MishaLaskin / rad

RAD: Reinforcement Learning with Augmented Data
400 stars 71 forks source link

Translate augmentation diverges #9

Closed HosseinSheikhi closed 3 years ago

HosseinSheikhi commented 3 years ago

Hello, I wonder if I have to do fine-tunings to get results from Translate augmentation. It always diverges! I have tested for Cartpole, Walker, and Cheetah. In the following figures, the diverged one is Translate. rsz_screenshot_from_2020-10-27_20-26-19 rsz_screenshot_from_2020-10-27_20-25-48

MishaLaskin commented 3 years ago

Hi @HosseinSheikhi thanks for bringing this to our attention, that shouldn't be the case so there may have been an issue with the translate PR. @WendyShang can you check if your PR was incorporated correctly? Maybe it's using different hyperparams?

WendyShang commented 3 years ago

Hi @HosseinSheikhi, the plot of my run from scripts/cheetah_test.sh is attached. Could you share your version of pytorch as well as your scripts in producing those diverged plots?

Screenshot from 2020-10-28 21-47-37

HosseinSheikhi commented 3 years ago

Thank you both for your prompt reply. The PyTorch version is 1.6.0 . Here it is the scripts (I run Cartpole pretty much like Walker, just changing the action repeat to 8):

CUDA_VISIBLE_DEVICES=0 python train.py \ --domain_name cheetah \ --task_name run \ --encoder_type pixel --work_dir ./tmp \ --action_repeat 4 --num_eval_episodes 10 \ --pre_transform_image_size 100 --image_size 84 \ --agent rad_sac --frame_stack 3 --data_augs translate \ --seed 23 --critic_lr 2e-4 --actor_lr 1e-3 --eval_freq 10000 --batch_size 128 --num_train_steps 500000

UDA_VISIBLE_DEVICES=0 python train.py \ --domain_name walker \ --task_name walk \ --encoder_type pixel --work_dir ./tmp \ --action_repeat 2 --num_eval_episodes 10 \ --pre_transform_image_size 100 --image_size 84 \ --agent rad_sac --frame_stack 3 --data_augs translate \ --seed 23 --critic_lr 1e-3 --actor_lr 1e-3 --eval_freq 10000 --batch_size 128 --num_train_steps 500000

WendyShang commented 3 years ago

@HosseinSheikhi For Cheetah Run, could you please try and let me know how the training curves look: CUDA_VISIBLE_DEVICES=0 python train.py \ --domain_name cheetah \ --task_name run \ --encoder_type pixel --work_dir ./tmp \ --action_repeat 4 --num_eval_episodes 10 \ --pre_transform_image_size 100 --image_size 108 \ --agent rad_sac --frame_stack 3 --data_augs translate \ --seed 23 --critic_lr 2e-4 --actor_lr 2e-4 --eval_freq 10000 \ --batch_size 128 --num_train_steps 600000 --init_steps 10000 \ --num_filters 32 --encoder_feature_dim 64 --replay_buffer_capacity 100000 \

HosseinSheikhi commented 3 years ago

I will update you, but just in case, pre_transform_image_size should not be greater than image_size?
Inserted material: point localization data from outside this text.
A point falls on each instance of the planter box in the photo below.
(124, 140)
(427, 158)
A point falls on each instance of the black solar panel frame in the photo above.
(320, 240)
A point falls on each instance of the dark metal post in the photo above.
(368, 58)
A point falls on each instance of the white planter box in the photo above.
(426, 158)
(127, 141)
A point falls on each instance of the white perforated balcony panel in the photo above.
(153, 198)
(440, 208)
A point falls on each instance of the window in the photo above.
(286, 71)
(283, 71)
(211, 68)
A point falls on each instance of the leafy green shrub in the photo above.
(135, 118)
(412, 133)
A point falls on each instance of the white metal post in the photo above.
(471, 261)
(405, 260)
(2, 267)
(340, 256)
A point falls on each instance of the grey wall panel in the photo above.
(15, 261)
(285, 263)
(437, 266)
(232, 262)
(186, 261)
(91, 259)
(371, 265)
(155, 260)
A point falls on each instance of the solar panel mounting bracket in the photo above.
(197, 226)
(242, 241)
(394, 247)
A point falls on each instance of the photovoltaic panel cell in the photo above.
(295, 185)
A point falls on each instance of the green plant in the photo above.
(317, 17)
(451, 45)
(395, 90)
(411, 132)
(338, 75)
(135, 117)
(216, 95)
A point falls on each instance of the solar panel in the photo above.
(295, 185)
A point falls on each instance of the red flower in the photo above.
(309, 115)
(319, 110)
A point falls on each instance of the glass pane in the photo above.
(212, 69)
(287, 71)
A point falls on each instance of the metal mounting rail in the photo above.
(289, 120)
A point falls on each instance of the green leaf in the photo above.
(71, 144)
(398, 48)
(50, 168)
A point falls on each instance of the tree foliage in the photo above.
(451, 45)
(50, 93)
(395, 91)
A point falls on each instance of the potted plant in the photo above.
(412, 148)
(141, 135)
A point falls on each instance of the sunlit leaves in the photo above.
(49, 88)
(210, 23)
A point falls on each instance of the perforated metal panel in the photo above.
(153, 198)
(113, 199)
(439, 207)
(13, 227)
MishaLaskin commented 3 years ago

Ah this may be the source of your issue. In your run you have --pre_transform_image_size 100 --image_size 84, but we need pre_transform_image_size < image_size, since the translate aug shifts the initially rendered image (which has size pre_transform_image_size) in a larger container (which has size image_size). This may be why your runs are blowing up.

Note: for crop image_size < pre_transform_image_size, since you're cropping a smaller image from the initially rendered one

On Thu, Oct 29, 2020 at 10:30 PM Hossein Sheikhi Darani < notifications@github.com> wrote:

I will update you, but just in case, pre_transform_image_size should not be greater than image_size?

— You are receiving this because you commented. Reply to this email directly, view it on GitHub https://github.com/MishaLaskin/rad/issues/9#issuecomment-719149827, or unsubscribe https://github.com/notifications/unsubscribe-auth/ABHWQWLQN2Q4TPEIMQUXIF3SNIXMRANCNFSM4TBXW7KQ .

HosseinSheikhi commented 3 years ago

Yes, that was the reason, now its converging. Thanks!